Year Of The Monkey 2009: Health Scare In Hong Kong
[ prologue / Beijing / Xi'an / Li River / Shanghai / Hong Kong / epilogue]
July 24th-26th
If I'm honest, the rot set in after we parted company with Dee in Shanghai. During the tour, she nagged us all into making sure we were drinking lots of water regularly, and even bought us rehydration salts to make sure our lost minerals were being topped up. And I dutifully followed her advice, only to forget it all once we'd checked out of the Liang An Hotel.
After a day of traipsing round the Shanghai shops and an evening of spicy food at Di Shui Dong, I had a night of bowel-related unpleasantness that would stretch over the following two days. Which means I spent nearly a whole weekend in Hong Kong tired, with stomach cramps, no appetite and frequent bouts of minor nausea. It's lucky I was doing all that in The Funnest Place On EarthTM, otherwise I'd have had a really bad time.

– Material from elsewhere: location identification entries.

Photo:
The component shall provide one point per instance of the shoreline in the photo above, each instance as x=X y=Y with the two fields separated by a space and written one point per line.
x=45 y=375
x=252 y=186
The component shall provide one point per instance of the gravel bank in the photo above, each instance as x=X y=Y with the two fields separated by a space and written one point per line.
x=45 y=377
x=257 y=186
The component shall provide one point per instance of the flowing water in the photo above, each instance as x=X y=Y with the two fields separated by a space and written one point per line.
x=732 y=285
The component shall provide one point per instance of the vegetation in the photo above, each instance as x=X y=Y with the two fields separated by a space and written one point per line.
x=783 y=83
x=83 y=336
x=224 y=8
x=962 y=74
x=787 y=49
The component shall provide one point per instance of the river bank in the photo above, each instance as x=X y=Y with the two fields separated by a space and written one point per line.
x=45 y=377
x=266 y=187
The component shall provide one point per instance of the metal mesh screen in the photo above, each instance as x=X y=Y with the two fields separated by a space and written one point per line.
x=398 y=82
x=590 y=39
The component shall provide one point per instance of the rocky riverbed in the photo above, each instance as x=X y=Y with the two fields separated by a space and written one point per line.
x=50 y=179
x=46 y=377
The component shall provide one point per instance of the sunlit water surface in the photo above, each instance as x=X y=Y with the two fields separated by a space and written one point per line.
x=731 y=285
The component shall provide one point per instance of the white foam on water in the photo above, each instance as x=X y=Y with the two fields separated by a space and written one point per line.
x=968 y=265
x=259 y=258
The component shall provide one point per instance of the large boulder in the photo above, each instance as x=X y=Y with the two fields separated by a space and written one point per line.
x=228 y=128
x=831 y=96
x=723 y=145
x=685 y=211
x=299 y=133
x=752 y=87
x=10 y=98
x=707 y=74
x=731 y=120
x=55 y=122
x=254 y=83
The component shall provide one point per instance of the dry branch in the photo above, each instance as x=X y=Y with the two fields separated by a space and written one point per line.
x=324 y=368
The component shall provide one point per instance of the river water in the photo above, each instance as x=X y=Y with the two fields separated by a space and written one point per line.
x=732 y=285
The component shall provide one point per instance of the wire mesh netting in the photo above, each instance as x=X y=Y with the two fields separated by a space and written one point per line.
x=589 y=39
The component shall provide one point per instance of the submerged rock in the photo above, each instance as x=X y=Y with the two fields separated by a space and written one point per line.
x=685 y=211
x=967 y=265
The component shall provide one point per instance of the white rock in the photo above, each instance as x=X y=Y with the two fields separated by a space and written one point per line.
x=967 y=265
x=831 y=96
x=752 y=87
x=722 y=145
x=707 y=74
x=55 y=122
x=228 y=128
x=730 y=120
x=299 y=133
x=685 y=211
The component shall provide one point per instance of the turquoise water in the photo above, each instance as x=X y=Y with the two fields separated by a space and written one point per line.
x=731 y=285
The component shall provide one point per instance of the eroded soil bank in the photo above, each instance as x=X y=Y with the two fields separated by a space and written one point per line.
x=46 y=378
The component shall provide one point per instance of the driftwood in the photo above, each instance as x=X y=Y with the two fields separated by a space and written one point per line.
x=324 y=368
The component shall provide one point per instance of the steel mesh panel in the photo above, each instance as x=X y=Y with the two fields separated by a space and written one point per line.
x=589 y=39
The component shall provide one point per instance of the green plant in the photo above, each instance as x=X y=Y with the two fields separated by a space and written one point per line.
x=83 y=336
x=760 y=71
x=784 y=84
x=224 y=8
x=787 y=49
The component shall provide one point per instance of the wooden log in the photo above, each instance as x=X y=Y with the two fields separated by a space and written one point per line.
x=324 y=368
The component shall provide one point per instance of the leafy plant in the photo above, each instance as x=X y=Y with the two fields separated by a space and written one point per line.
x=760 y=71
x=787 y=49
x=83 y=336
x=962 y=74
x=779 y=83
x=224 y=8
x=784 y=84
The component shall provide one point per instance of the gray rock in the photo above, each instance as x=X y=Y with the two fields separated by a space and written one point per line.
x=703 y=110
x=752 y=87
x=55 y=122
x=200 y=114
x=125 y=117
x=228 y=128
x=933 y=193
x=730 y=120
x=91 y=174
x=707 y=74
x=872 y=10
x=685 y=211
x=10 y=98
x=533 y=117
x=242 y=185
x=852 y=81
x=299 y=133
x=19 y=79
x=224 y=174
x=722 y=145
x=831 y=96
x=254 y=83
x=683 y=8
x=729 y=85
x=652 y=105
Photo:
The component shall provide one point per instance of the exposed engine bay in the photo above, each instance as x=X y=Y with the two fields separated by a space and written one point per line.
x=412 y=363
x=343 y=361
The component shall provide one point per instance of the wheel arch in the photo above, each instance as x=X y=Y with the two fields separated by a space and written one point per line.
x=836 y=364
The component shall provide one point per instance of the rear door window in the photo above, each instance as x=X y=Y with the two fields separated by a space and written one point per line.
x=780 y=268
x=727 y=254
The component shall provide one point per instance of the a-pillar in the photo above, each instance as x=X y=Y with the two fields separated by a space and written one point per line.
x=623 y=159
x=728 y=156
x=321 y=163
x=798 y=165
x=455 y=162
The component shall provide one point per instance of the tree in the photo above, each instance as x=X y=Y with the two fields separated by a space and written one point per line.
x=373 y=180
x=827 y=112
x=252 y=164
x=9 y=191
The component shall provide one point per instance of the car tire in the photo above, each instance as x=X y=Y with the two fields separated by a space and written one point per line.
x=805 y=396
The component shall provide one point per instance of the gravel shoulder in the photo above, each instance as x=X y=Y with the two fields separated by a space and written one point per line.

Yes, I'm well aware it could have been much, much worse. After all, I technically had to lie on the swine flu symptoms form I filled in on arrival at Hong Kong Airport, although I justified this to myself by insisting the previous night was just a one-off episode. Except the moment I'd cleared customs, I went to the loo and watched the world fall out of my bottom all over again. Put that together with the lethargy that came over me the following day, and you end up with The Belated Birthday Girl frantically checking me for other symptoms every few minutes, touching my forehead while we were in really hot places and saying "you're really hot!" Still, you've probably noticed by now that the title isn't H1N1 In Hong Kong: at the time of writing, it looks like I've dodged that particular bullet. (Having said that, I'm actually writing this on a plane out of HK that appears to be full of tubercular coughers, so we'll have to wait and see if that last sentence continues to hold up.)
Our base for the final weekend of this tour was a snazzy boutique hotel between Wan Chai and Causeway Bay called the Cosmo, which is like the younger hipper cousin of the more traditional Cosmopolitan Hotel two doors down the road. Terrific views of the city, directly overlooking Happy Valley Racecourse (sadly, the racing season's just finished), with a complimentary copy of Time Out Hong Kong in the room and free wi-fi in the bar. And how nice it was to be in a country with freely available internet. (True story, following on from Fischer's comment the other day: on our last morning in Shanghai, I was following my usual collection of RSS feeds and clicked on a link from The Onion entitled The Internet Allows For A Free Exchange Of Unmitigated Information. Yeah, that looks funny to you now, but I was in Shanghai when I opened that page. Didn't find out until later that The Onion was running a China special that week. Bastards. Like my bowels weren't loose enough already.)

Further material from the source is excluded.